"Your life is a gift from the creator. Your gift back to the Creator is what you do with your life”
Selamat pagi Kawan, Beberapa waktu yang lalu, saya sempat chatting
dengan seorang teman lama. Teman saya itu merasa ‘bosan’ menjalani
internship. Sang teman tersebut bercerita bahwa dia sampai bingung akan
menghabiskan waktunya yang sangat luang untuk melakukan apa. Dia
bertanya, bagaimana dengan yang saya alami? Melalui tulisan ini, saya
berbagi cerita denganmu, Teman.
*** Bagi
saya, saat-saat menjalani internship dokter adalah saat kita
‘dibanjiri’ waktu luang. Jam kerja kami di puskesmas adalah antara jam
07.15-13.00 WIB. Bagi sebagian orang, mungkin itu waktu yang lama dan
membosankan untuk bekerja. Tapi bagi sebagian orang yang lain, jam kerja
tersebut cukup proporsional dan menyenangkan. Kita masih memiliki 18
jam sisa waktu luang dalam sehari. Cukup panjang untuk disyukuri.
Waktu
luang itu terasa semakin panjang saat saya bertugas di Pulau Mandangin
selama beberapa hari. Saya tidak bisa mengisi waktu luang saya dengan
berlama-lama menulis, ‘berdiskusi’, dan ‘bergumul’ bersama si laptop. Di
pulau ini, listrik hanya hidup sekitar pukul 6 sore dan kemudian mati
sekitar jam 5.30 pagi. Berada di pulau ini, Saya serasa kembali ke era
di saat listrik belum menjadi kebutuhan yang mendasar dan tak
tergantikan. Seperti jaman bapak saya masih muda, saat nenek saya masih kinyis-kinyis. Jaman di saat saya masih belum ‘direncanakan’ keberadaannya. :)
Beberapa
hari di Mandangin dengan sebagian besar waktu tanpa listrik, membuat
saya ‘berevolusi’ dan mengembangkan kegemaran baru. Yakni, berbicara
dengan anak-anak. Mungkin terdengar konyol. Awalnya saya juga heran,
mengapa saya justru suka berbicara dengan anak-anak, bukannya dengan mbak-mbak. :D
Sebagian
besar penduduk Pulau Mandangin berkomunikasi menggunakan bahasa madura.

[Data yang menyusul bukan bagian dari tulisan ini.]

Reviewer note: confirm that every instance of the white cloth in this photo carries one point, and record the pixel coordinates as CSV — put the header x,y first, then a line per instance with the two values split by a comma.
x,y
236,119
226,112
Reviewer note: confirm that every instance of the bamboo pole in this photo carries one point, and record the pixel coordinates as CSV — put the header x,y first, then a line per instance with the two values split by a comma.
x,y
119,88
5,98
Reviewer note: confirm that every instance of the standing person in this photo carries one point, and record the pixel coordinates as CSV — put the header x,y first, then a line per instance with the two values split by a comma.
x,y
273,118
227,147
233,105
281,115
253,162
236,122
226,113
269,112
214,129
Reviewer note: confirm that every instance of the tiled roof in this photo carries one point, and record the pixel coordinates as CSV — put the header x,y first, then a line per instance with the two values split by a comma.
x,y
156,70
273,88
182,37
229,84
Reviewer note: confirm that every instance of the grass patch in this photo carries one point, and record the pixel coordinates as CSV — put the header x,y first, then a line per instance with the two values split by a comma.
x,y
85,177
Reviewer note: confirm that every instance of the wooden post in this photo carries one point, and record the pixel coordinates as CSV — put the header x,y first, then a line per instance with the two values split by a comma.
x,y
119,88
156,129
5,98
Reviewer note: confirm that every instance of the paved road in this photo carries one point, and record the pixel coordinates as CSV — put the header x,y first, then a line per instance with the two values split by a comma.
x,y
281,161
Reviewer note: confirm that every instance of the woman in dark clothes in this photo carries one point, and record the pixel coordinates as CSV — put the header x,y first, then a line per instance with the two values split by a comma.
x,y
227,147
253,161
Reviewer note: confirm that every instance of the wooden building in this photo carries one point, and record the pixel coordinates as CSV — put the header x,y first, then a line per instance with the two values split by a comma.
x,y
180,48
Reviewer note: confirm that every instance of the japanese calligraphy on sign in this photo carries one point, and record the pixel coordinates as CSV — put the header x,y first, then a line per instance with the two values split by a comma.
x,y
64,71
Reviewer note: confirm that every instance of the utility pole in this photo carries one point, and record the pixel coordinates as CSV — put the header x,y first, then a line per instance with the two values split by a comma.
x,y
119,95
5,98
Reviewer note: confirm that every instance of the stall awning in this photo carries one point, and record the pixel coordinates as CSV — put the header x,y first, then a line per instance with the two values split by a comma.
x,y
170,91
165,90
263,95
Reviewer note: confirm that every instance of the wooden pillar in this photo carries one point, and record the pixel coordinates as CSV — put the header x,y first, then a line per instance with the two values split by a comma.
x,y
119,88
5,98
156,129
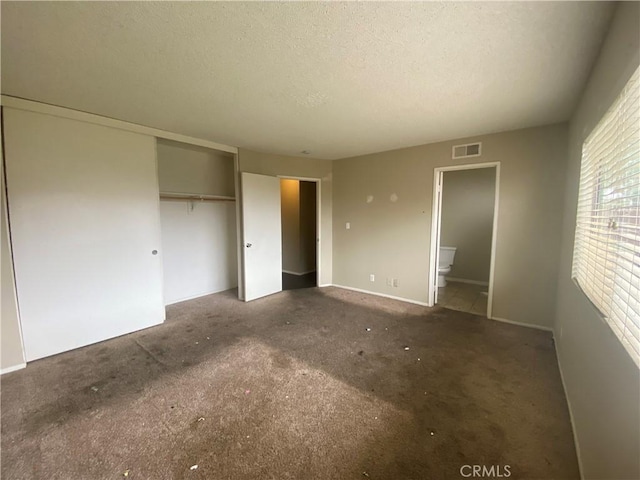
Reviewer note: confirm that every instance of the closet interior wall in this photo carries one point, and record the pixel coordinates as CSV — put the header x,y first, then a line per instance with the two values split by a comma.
x,y
198,220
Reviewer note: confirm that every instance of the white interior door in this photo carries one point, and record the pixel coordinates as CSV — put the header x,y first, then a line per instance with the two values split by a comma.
x,y
438,211
262,235
85,230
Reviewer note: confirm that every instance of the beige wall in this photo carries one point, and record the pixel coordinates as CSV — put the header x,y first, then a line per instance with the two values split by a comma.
x,y
392,239
267,164
11,352
601,380
187,168
468,198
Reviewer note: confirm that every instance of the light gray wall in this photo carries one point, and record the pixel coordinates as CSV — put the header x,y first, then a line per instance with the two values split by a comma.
x,y
601,380
392,239
268,164
198,238
11,352
187,168
468,198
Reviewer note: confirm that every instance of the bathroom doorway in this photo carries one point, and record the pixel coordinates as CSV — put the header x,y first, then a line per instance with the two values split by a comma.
x,y
463,237
299,209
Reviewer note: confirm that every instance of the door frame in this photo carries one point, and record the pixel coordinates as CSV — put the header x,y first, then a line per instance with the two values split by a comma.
x,y
436,219
318,183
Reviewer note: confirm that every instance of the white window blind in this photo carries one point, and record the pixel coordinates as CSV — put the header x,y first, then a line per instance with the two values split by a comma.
x,y
606,261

Sedangkan saya, baru sedikit mengerti bahasa Madura. Celakanya,
sebagian besar orang Mandangin yang saya temui tidak bisa berbahasa
Indonesia.
Namun
lain halnya dengan anak-anak, khususnya mereka yang sedang duduk di
bangku sekolah dasar. Mereka mengerti bahasa Indonesia. Bertemu mereka
seperti menemukan ‘oase’ di tengah gurun pasir. Saya jadi tidak merasa
sebagai orang asing. :) Mereka dapat mengerti apa yang saya sampaikan.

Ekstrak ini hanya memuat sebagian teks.